Russia’s envoy to the North Atlantic Treaty Organization (NATO) has announced the country’s plans to expand its military presence in Crimea in response to NATO’s surging activities in Eastern Europe.
"Naturally, we will increase our forces in Crimea because NATO countries have stepped up their activities… in the immediate vicinity of our borders," said Aleksandr Grushko on Friday, further calling on the US to pull out its nuclear weapons deployed in Europe, an RT report says.
The remarks by Grushko came a day after a statement by NATO Secretary General Jens Stoltenberg regarding the Alliance’s plans to further expand its military movements on its eastern European borders with additional air and sea patrols and persisting military drills.
"NATO is the strongest military alliance in the world and we are going to keep NATO strong by adapting," said Stoltenberg.
NATO intends to double its rapid response force in Europe, he said as cited in the report, adding that new command units will also be set up in Latvia, Lithuania, Estonia, Poland, Bulgaria and Romania.
Insisting that Moscow’s military expansion in Crimea falls in line with international treaties, Grushko said, “There is no ban in place prohibiting us to deploy weapons [in Crimea].”
He further pointed to Russia’s optimism that NATO would abandon the policy of “senseless expansion” and that common sense will prevail when the alliance takes up the decision on the membership of Georgia and Ukraine.
“I hope that common sense will ultimately prevail and these dangerous political games, related to the policy of senseless expansion and attempts to use it as leverage, will be put aside and our partners will start treating the situation from the point of view of strengthening European security, which is in everyone’s interest,” he said.
The Russian envoy also criticized Washington’s continued deployment of nuclear arms in Europe, saying there is no reason for the US to keep tactical nuclear weapons in the continent.
Since Russia’s reunion with Crimea and last year’s eruption of the military conflict in Eastern Europe, NATO forces have escalated their military maneuvers along the Russian border, in the Baltic States and Eastern Europe.
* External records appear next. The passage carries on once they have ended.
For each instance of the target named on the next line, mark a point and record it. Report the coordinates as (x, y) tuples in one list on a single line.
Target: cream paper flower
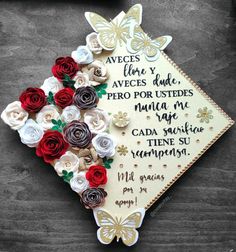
[(51, 84), (82, 55), (68, 162), (97, 119), (93, 44), (45, 115), (98, 73), (104, 145), (70, 113), (81, 79), (31, 133), (79, 183), (14, 115)]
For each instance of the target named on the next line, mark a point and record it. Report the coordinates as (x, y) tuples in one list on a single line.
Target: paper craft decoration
[(119, 121)]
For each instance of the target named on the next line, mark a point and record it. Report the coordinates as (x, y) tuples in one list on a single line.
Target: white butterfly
[(124, 229), (141, 42), (110, 33)]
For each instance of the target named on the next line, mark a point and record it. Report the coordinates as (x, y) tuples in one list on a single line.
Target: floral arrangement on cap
[(61, 120)]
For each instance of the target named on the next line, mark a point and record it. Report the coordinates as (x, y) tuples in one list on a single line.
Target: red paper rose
[(33, 99), (96, 175), (64, 97), (51, 146), (65, 66)]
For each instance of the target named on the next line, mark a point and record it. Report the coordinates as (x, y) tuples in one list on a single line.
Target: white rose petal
[(81, 79), (104, 145), (45, 115), (31, 133), (97, 119), (68, 162), (82, 55), (51, 84), (93, 43), (70, 114), (14, 115), (79, 183)]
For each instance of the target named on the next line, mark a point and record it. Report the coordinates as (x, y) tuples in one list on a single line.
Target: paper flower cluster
[(61, 120)]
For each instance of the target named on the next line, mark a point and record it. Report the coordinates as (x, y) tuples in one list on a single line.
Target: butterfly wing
[(106, 36), (129, 234), (106, 222)]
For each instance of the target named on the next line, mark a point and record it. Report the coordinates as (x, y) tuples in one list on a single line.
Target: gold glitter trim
[(231, 122)]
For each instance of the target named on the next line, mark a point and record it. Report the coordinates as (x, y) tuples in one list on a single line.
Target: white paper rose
[(104, 145), (82, 55), (31, 133), (93, 44), (70, 114), (97, 119), (98, 73), (81, 79), (51, 84), (79, 183), (68, 162), (14, 115), (45, 115)]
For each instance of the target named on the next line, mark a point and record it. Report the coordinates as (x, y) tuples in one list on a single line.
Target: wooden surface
[(38, 211)]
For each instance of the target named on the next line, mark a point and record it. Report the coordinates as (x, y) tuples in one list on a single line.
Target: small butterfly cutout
[(116, 227)]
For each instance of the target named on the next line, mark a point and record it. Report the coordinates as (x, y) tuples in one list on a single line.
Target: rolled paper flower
[(96, 175), (82, 55), (14, 115), (33, 99), (93, 197), (45, 115), (52, 146), (68, 162), (104, 145), (64, 97), (93, 44), (77, 134), (97, 119), (86, 97), (81, 79), (79, 183), (65, 66), (31, 133), (98, 73), (70, 114), (51, 84)]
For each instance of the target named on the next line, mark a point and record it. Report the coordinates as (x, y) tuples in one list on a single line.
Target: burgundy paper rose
[(93, 197), (77, 134), (65, 66), (86, 97), (64, 97), (33, 99), (52, 146), (96, 175)]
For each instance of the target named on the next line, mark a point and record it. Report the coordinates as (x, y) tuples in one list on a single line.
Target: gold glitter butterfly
[(110, 33), (116, 227), (141, 42)]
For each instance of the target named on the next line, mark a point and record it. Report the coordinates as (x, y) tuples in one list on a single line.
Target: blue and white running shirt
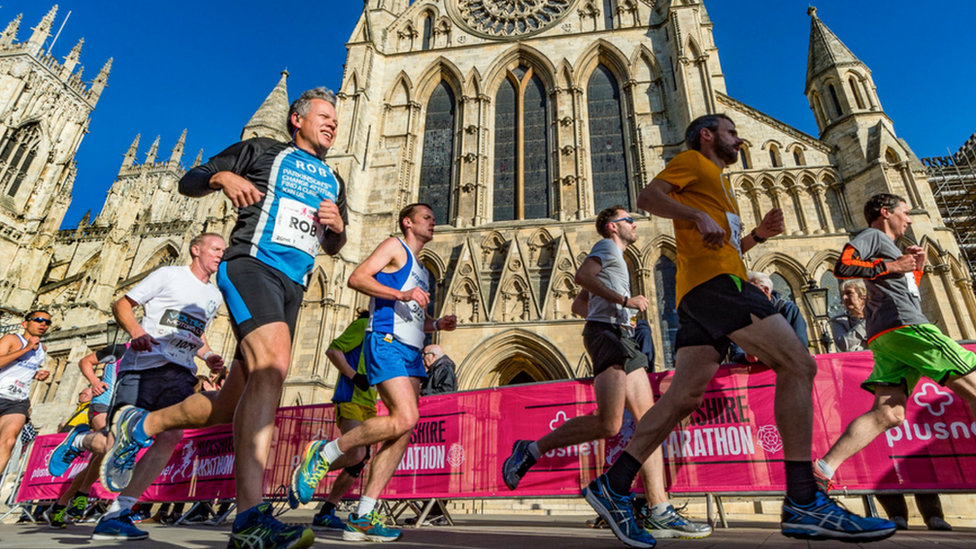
[(403, 320)]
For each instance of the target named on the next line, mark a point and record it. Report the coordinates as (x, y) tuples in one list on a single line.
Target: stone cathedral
[(517, 121)]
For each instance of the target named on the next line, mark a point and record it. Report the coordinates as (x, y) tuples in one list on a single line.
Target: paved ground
[(487, 532)]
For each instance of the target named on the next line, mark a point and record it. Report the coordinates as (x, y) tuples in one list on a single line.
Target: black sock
[(622, 473), (801, 486)]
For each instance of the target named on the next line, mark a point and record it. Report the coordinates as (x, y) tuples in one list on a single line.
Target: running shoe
[(672, 524), (118, 527), (372, 527), (54, 515), (328, 522), (825, 519), (64, 454), (517, 464), (308, 475), (618, 511), (77, 507), (121, 458), (824, 484), (257, 528)]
This is while the Russian general staff noted in April that there had been an 80-percent surge in NATO training near Russia’s borders in 2014.
Russia’s Defense Minister Sergey Shoigu further stated in March that its military put together nearly 100 units and organizations in Crimea last year as part of the plan to deploy a self-sufficient group of forces at the peninsula after it rejoined Russia in the spring of 2014.